The Ming Report by Keith Hays

THE BIG STORY OF 2003

December 22, 2003 - It is that time of year again, the time when every newspaper editor starts rating the news preparing for the obligatory articles in the week after Christmas ranking the “Biggest Stories of 200X”. You can hear the wheels turning and the cogs grinding as they try to mesh. Well, I suspect that they will get it wrong again this year.

The big story wasn’t the 461 Americans killed when their country tried its hand at invading and occupying a virtually defenseless oil patch 1/3 of the way around the world from home. It wasn’t the capture of Saddam or the continued freedom of Osama and Mullah Omar. It wasn’t the creation of the biggest Federal entitlement program since Lyndon Johnson. And it wasn’t the polls and the press naming Howard Dean as the Democratic nominee for President two months before the first primary votes will be cast in 2004. Nope, none of those reflect our times as well as my nominee for the Biggest Story of 2003.

The story that most accurately reflect America life in this third year of the 21st Century and the accomplishments of the First President of the 21st Century happened right here in Piatt County, just outside of Pierson Station. Margaret Gutierrez was arrested and hauled into court. She was charged with Child Endangerment and DCFS stepped in an put her 8 year old daughter, Mercedes, in protective custody.

Everybody in Pierson Station knew that Margaret weren’t quite right ever since she run off to marry that Gutierrez feller she met on her missionary trip to Ecuador. Then she upped and moved in with him in Miami. They seemed to do alright at first, judging by her letters home. They had work in Florida and Mercedes was born. But then Jorge, that was his name – that Gutierrez feller, got arrested for drunk and disorderly and got sent back to Ecuador cause he over stayed his visa.

Margaret came home then and got a job substitute teaching with a local district and a cheap place to stay house sitting for a local family while their mother was waiting to die in the Piatt County Nursing Home. As it happened there was little call for substitute teachers in the spring of 2003 and the old lady went and died so Margaret and Mercedes had to move out of the house so it could be sold. Out of money and out of hope, Margaret was not out of resources. She inherited a one-fifth interest in 80 acres from her father.
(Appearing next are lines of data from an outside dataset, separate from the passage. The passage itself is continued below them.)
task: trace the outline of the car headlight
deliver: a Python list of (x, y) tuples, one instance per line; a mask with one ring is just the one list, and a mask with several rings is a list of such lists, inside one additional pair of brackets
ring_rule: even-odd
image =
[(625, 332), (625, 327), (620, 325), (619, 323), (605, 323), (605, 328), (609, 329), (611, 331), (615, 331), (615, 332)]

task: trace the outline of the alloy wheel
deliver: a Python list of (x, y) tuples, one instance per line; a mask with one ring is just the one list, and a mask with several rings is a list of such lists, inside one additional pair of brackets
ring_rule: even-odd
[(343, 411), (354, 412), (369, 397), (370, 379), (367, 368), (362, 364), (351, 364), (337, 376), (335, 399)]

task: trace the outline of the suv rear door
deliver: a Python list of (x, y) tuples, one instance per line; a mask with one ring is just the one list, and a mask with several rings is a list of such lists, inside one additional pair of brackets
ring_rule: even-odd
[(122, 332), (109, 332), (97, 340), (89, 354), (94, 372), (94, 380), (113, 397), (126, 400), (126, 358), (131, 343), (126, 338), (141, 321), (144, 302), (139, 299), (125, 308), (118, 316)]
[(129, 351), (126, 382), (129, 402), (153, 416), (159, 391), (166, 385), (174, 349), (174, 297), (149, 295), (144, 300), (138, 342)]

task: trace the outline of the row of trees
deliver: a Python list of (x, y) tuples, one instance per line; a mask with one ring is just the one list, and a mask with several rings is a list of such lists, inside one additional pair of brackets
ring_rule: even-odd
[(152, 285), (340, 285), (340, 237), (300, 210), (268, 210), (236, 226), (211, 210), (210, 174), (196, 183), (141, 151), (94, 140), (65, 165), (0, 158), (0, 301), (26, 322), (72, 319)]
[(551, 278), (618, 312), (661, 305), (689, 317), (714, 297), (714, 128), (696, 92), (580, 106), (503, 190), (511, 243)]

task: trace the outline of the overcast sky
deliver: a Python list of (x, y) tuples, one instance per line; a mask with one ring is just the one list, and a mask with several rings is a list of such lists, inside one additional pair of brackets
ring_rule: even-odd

She pitched a tent behind the corn-crib and strung a drop cord to power Mercedes little TV. They stayed there a week until her step-brother called the Sheriff – he had been farming the ground for the ten years since Margaret’s Daddy had passed over without ever accounting for the profits. Margaret was arrested – to protect the child, of course.

Anyway, that is my nominee for the Biggest Story of 2003 – the one that most illustrates life in our times.